Autechre’s albums may represent signposts on the winding path of their unintentional meta-history of electronic music; these EPs do not. If their early material is placed on one end of the scale, and Chiastic Slide (for argument’s sake) is on the other as something that, right now at least, sounds timeless, this box set is the incremental, inexorable crawl from one to the other. “Cavity Job” is unintentionally hilarious, some clumsy amalgam of hip-hop and techno better suited for a discount dance compilation, and the “Bass Cadet” remixes each shoehorn obnoxious repetition, some early variation on what would later become their sublime signature of nuanced, gradually emerging patterns. But later discs’ offerings, like “Gantz Graf” or “Gelk,” are illustrative of how far the duo had come in a relatively short amount of time. There is a repetition of melody, of percussion, of one and then the other or of both, and this relatively simple toolbox is complicated and elaborated upon until both artist’s intentions and audience’s expectations become subject to speculation. Maybe it’s that there is still such a thing as “intelligent dance music,” but that the intelligence in question isn’t that brought to the equation by the artist so much as the analysis spurred in the listener. Call it Reader Response theory, which a band as process-driven as Autechre more than enable.

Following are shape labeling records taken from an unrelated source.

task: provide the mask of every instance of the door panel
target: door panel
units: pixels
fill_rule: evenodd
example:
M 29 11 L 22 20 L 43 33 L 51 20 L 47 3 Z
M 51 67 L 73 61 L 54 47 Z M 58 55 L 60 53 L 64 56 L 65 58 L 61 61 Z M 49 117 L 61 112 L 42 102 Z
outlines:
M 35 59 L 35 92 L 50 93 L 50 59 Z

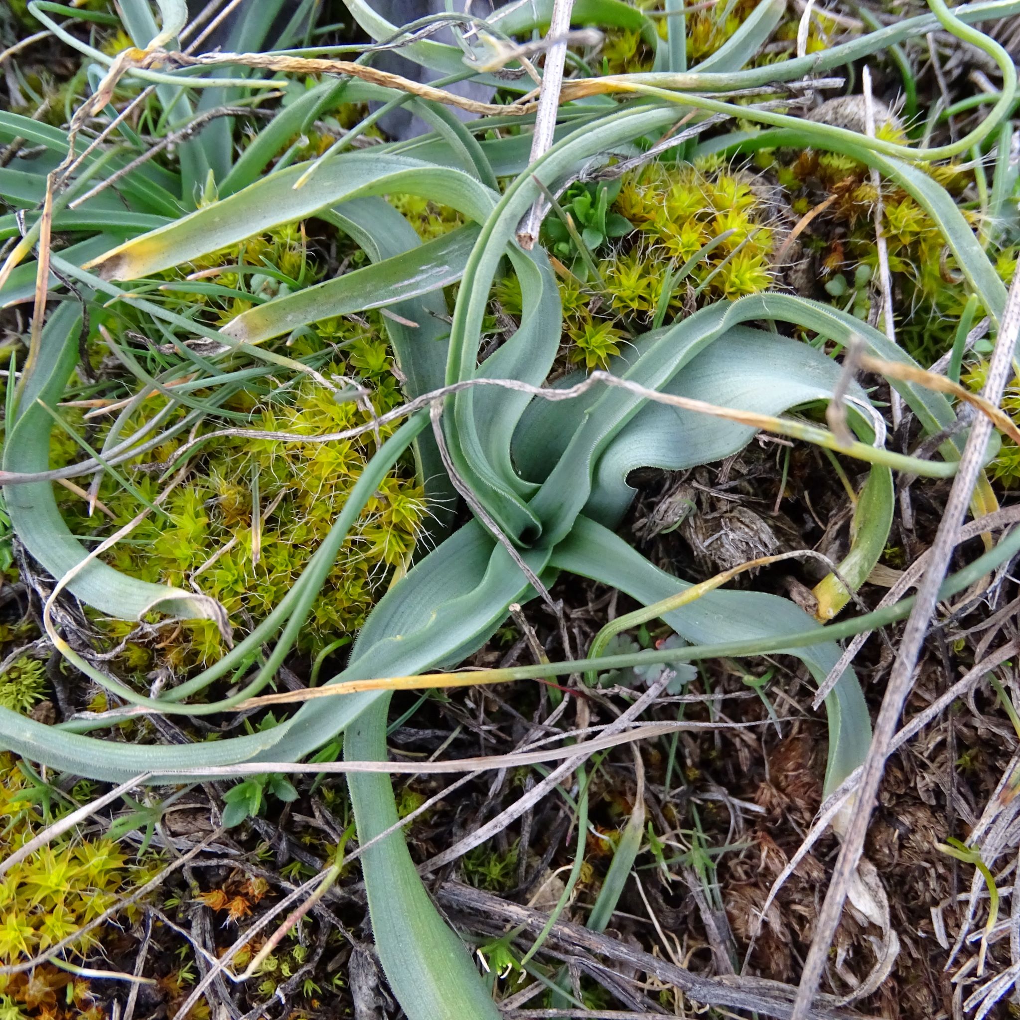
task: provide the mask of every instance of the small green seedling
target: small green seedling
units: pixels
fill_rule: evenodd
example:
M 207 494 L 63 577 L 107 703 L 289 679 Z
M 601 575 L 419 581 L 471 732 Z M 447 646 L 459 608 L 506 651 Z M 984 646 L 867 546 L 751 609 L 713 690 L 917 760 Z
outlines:
M 842 272 L 837 272 L 825 285 L 825 292 L 836 300 L 846 298 L 847 301 L 846 304 L 843 304 L 843 310 L 852 312 L 857 318 L 866 319 L 870 306 L 868 285 L 871 283 L 872 273 L 871 266 L 862 262 L 854 270 L 854 279 L 852 283 L 848 283 L 847 277 Z
M 584 246 L 592 253 L 608 240 L 622 238 L 633 230 L 629 219 L 609 211 L 609 206 L 620 193 L 620 184 L 619 178 L 598 184 L 577 182 L 567 189 L 560 202 L 560 208 L 573 220 Z M 547 243 L 558 258 L 573 261 L 581 255 L 562 219 L 550 216 L 543 230 Z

In fact, the later EPs of this box, located nearer the band’s best output—Tri Repetae (1995), Chiastic Slide, and LP5 (1998), all staggering works—simply remind you of just how uncannily the group can nestle melody at the center of their contrapuntal rhythms and sudden, jarring shifts. The two Peel Sessions, originally released in 1995 and 1999, are particularly awesome, the first presenting a melodious undertone and the second an appealingly chaotic series of collisions that, together, offer a comparison within the comparison of this box to the band’s discography. A song like “Blifil” sounds restless, relentless even, but that restlessness is harnessed in two particular ways: with momentum and repetition, two dynamic forces that inform one another. There is constant movement, but in patterns. Enough has been written on the psychological and theoretical effects of repetition in music, becoming the subject of dissertations and scholarly texts. Autechre continue to make manifest abstract, scholarly concepts usually relegated to classical, formalist genres. They, along with Aphex Twin, might be this generation’s best example of composite modern and post-modern methodologies, employed cyclically to fold and reconstitute one another via the effects of repetition on the listener.

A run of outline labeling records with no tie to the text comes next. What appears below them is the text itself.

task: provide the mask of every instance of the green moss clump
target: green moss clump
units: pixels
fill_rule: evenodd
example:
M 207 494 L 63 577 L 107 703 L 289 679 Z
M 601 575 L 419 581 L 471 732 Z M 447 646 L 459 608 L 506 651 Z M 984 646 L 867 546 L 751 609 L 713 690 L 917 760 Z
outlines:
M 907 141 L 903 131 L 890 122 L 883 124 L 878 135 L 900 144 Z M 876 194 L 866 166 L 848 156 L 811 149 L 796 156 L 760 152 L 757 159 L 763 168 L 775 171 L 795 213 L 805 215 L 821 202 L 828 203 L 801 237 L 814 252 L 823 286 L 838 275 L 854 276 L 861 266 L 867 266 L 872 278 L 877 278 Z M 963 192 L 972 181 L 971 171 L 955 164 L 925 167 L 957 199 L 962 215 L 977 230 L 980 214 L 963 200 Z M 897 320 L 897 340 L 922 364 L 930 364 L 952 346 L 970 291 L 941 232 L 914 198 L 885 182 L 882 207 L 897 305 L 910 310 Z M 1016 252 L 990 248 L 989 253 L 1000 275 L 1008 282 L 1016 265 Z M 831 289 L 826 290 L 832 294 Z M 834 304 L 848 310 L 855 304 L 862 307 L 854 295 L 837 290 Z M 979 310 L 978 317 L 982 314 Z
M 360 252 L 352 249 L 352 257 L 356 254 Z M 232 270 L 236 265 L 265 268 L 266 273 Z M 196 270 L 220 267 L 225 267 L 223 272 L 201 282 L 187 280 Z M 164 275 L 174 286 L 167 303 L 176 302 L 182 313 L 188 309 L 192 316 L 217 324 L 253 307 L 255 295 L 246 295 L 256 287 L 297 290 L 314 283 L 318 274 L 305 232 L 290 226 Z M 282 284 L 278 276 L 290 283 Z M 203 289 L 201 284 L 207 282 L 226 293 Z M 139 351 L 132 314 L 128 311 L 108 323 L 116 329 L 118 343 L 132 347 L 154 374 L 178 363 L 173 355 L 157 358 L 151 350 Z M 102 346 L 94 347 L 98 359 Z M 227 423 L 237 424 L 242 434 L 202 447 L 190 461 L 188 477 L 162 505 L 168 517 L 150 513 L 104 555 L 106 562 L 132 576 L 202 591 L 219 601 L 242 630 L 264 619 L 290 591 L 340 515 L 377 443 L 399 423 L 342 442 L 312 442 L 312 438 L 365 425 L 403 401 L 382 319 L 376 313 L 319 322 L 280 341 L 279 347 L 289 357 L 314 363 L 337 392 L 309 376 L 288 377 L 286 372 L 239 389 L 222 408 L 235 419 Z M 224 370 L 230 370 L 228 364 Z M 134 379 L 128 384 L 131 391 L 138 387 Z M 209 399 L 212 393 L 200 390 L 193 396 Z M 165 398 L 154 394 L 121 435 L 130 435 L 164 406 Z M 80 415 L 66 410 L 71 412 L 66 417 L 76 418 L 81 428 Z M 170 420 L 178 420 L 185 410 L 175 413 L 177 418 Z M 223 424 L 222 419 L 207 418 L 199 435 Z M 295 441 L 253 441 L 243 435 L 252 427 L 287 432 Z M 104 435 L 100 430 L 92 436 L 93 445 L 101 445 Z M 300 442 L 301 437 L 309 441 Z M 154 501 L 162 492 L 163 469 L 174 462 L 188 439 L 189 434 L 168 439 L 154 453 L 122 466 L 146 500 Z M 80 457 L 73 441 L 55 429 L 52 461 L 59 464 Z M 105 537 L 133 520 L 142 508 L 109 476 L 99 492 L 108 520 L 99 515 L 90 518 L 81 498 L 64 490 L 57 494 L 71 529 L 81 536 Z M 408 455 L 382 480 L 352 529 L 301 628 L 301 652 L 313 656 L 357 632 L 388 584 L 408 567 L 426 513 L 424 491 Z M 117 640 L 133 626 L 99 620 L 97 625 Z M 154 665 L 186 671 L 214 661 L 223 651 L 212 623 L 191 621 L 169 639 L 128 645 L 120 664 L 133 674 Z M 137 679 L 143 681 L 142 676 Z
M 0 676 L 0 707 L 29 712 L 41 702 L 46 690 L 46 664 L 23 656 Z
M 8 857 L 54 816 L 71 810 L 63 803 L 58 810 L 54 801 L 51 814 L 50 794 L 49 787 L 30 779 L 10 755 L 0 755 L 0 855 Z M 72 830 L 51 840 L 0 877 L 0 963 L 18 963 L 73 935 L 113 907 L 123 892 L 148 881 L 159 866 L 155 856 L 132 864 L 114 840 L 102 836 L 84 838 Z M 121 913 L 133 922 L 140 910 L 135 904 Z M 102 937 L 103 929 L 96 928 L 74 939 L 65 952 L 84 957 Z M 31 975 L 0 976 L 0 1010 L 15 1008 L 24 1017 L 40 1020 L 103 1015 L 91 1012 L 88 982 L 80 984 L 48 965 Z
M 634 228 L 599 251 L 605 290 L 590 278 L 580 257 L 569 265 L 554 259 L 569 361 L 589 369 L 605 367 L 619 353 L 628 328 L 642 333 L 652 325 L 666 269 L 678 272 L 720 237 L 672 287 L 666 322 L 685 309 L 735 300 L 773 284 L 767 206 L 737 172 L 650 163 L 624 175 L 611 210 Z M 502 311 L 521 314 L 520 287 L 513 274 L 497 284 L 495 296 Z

Tracks are presented almost entirely without context—no liner notes, no cartographic linking of songs to release—and so the box is decidedly disinterested in acting as an introduction of sorts of the band itself. Autechre seem to truly believe that they are working to create something that hasn’t yet been created, despite how firmly they are planted in aesthetic and technical traditions. To impose linearity on their process would be to imply narrative, cause, or movement toward something, notions which they seem loath to accept. This implies a misunderstanding by the band itself about how they fit into music. Theirs is not novel music, but their methodology is one that privileges novelty. That might seem like a minute distinction, but it’s key, so we should be glad this box set doesn’t allow the band to speak more explicitly about themselves. It’s left as an aesthetic rather than educational experience, allowing us to widen the discussion at our whim, and in that regard it’s more than worth getting your hands on.